(Mostly) Concrete Musings

Word Raccoon is irritated. She is sick. She does not want to be sick, because weren’t we just sick a few months ago? Sigh. Her throat wants a pot of tea and a box of popsicles simultaneously. 

Yesterday, she spent most of the day reading Listen for the Lie, a fast, fun read about a true podcaster looking for the truth in a murder case. Recommended by someone, somewhere. 

We used to listen to lots of true crime podcasts, thinking we could solve unsolved cases. We decided we cannot. And that they’re a little too sad to listen to nowadays on the regular. 

In keeping with our intention to touch our poetry every day in April, no matter how we feel, we read the group prompts today and then “prompt”ly ignored them as we shifted into a different poem, thumbs on our phone, notes app open.

Here’s the first of my “notebook” poems I’m going to share. This is it just as it came out, and me feeling my way through early drafts. More drafts to come, I’m sure.

I don’t remember what the prompts were, but I remember thinking that I wanted to write about something else that sticks in my craw. (Is that a cliché? WR does not care. She just wants her throat to feel better.) 

That something else? The acknowledgement of reality vs. hope.

Be kind to my little baby poem as I move through it, please. Here it is exactly as I drafted it in bed. (The capitalization is automatic in the app as I change lines, so IDK where I will end up with that.) 

Speaking what is

Does not break

Hope’s bones.

Reality is concrete,

Like the patio

Outside my grandmother’s 

Chicken house.

And yet, she always looked

For eggs.

That’s it. That’s the whole thing. Now let’s wander through it, see if we can tighten it a bit. 

I think I would be tempted to italicize what is to highlight that we are talking about reality. 

Speaking what is

I’m on the fence about keeping Hope’s with a capital H. I’m thinking yes? Seems very Emily Dickinson. Those other accidental capitals? Eh, we don’t need those. 

Concrete. I went from non-concrete to, well, concrete, a physical image. Not mad about that. It was intentional, obviously. 

Patio – actually, I was picturing the concrete porch to my grandmother’s house, painted brick red. In my mind, I moved the “patio” out back to the…

I say chicken house. Don’t we usually say “hen house” or “chicken coop?” Yet it came out chicken house. Not sure how I feel about that. Might change it. 

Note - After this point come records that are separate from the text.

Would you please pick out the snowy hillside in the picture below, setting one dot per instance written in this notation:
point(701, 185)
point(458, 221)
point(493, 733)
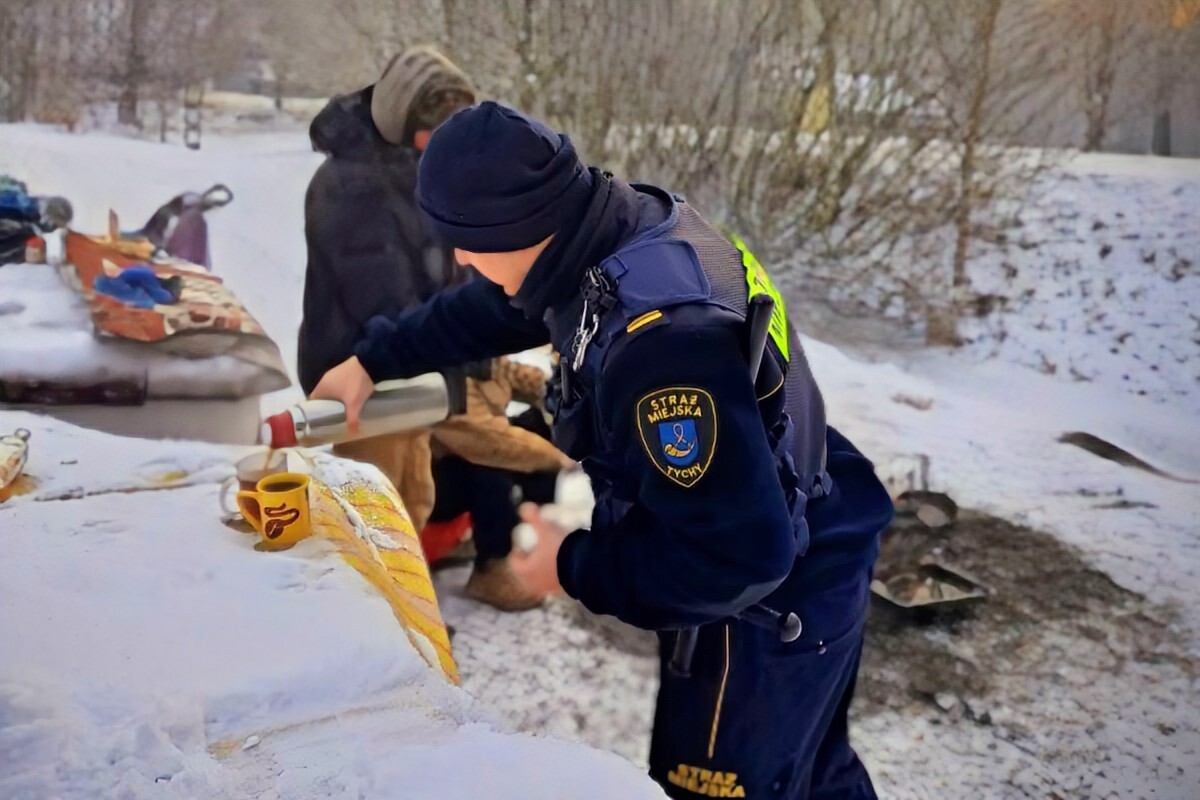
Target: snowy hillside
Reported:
point(1077, 707)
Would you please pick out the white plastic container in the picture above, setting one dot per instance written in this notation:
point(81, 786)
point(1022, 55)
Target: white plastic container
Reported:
point(395, 407)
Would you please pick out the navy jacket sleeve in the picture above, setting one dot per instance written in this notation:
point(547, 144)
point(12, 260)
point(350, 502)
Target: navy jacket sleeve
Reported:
point(691, 549)
point(468, 323)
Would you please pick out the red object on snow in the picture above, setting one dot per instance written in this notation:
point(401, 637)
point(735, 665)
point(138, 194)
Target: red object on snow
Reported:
point(441, 537)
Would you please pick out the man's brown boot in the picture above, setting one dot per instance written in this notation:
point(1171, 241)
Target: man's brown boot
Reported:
point(496, 584)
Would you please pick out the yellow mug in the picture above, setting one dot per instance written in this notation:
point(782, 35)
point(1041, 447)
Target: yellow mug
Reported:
point(279, 509)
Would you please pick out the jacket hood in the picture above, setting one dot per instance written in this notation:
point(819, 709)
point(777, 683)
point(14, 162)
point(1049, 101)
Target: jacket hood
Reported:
point(343, 127)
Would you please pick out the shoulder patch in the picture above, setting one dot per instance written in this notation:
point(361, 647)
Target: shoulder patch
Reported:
point(678, 429)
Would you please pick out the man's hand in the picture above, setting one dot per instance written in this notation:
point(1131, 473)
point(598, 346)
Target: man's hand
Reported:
point(539, 567)
point(349, 384)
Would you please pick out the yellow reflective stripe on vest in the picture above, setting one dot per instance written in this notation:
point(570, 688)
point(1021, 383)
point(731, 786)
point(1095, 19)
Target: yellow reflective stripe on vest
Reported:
point(759, 282)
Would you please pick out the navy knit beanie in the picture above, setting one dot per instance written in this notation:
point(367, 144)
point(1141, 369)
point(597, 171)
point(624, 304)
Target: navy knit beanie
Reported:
point(495, 180)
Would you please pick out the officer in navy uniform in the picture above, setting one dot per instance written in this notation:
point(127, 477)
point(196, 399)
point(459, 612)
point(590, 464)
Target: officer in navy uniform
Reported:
point(725, 504)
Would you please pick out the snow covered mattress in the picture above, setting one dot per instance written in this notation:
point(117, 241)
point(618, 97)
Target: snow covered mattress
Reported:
point(48, 352)
point(151, 651)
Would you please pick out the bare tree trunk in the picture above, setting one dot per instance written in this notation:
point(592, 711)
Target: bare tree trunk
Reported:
point(985, 32)
point(135, 65)
point(1102, 74)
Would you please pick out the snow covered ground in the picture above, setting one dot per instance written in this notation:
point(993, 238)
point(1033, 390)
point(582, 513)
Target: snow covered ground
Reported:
point(978, 423)
point(150, 651)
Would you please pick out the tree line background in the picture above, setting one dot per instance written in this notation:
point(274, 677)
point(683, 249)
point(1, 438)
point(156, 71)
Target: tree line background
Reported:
point(867, 146)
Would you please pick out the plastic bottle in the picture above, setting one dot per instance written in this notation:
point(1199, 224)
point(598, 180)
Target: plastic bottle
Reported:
point(395, 407)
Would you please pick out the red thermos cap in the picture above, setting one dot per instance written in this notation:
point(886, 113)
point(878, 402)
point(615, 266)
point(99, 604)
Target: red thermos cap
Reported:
point(279, 431)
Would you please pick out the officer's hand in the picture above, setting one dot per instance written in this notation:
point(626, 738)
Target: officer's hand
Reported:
point(349, 384)
point(539, 567)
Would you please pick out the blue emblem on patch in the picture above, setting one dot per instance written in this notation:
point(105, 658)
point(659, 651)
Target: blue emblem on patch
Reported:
point(681, 446)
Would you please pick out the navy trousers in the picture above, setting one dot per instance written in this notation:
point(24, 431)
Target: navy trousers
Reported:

I really like that last couplet, “And yet, she always looked/For eggs.”  But I would lowercase the “for.” Tempted to say more about the eggs, change the verb to something more vivid like “hunt,” or “search?” 

Let’s see where we are now: 

Speaking what is

does not break

Hope’s bones.

Reality is concrete,

like the patio

outside my grandmother’s 

chicken house.

And yet, she hunted 

for eggs 

every morning.

Okay, I definitely changed that last stanza. I think I’m in danger of overexplaining. 

Hmm…what I’m trying to say is that my grandmother (great-grandmother, actually) never knew if there would be eggs. Maybe they’d stopped laying as they would occasionally. Maybe a dog had wedged its way into the chicken coop and terrorized and maimed some of them, as sometimes happened, too. But she went to that house with her cup of feed extended, clucking to them as if they were her friends, her wrists thick, one weighed down with a silver-banded watch, and she reached down into their hiding spots. 

She hoped for eggs. She believed she would find them, and she usually did, gently putting them into her apron pockets. (I loved her colorful aprons: rainbow colored, or roses, or just pink-and-white gingham.) 

This poem has more to say, maybe, I don’t know. But right now, I don’t. I’m going to make a cup of tea, take a warm shower, and decide if I want to read or play with words. 

I’m definitely not thinking about my grandmother’s hair, past her waist, the way she’d make two braids and pin them on either side of her head in a crown. How I wished she’d do that with my hair, but I never asked. 

Definitely not remembering her biscuits and sausage patties, yes, those eggs fried as if she were a short order cook. (When she was growing up, she and her mother would get up way early in the morning and make breakfast for all the family members and field hands farming, a whole bunch, from what I understand. They’d make full breakfasts, and she always cooked with confidence and speed. And skill!) 

How she cried one day when her favorite chicken, the one with the black ruff, was mauled. How she championed her “banty rooster,” regardless of what the neighbors said. 

This poem has more to say, maybe, I don’t know. But right now, I’m going to make a cup of tea, take a warm shower, and decide if I want to read or play with words. 

Unfortunately, I’ve finished Portlandia. What a trip.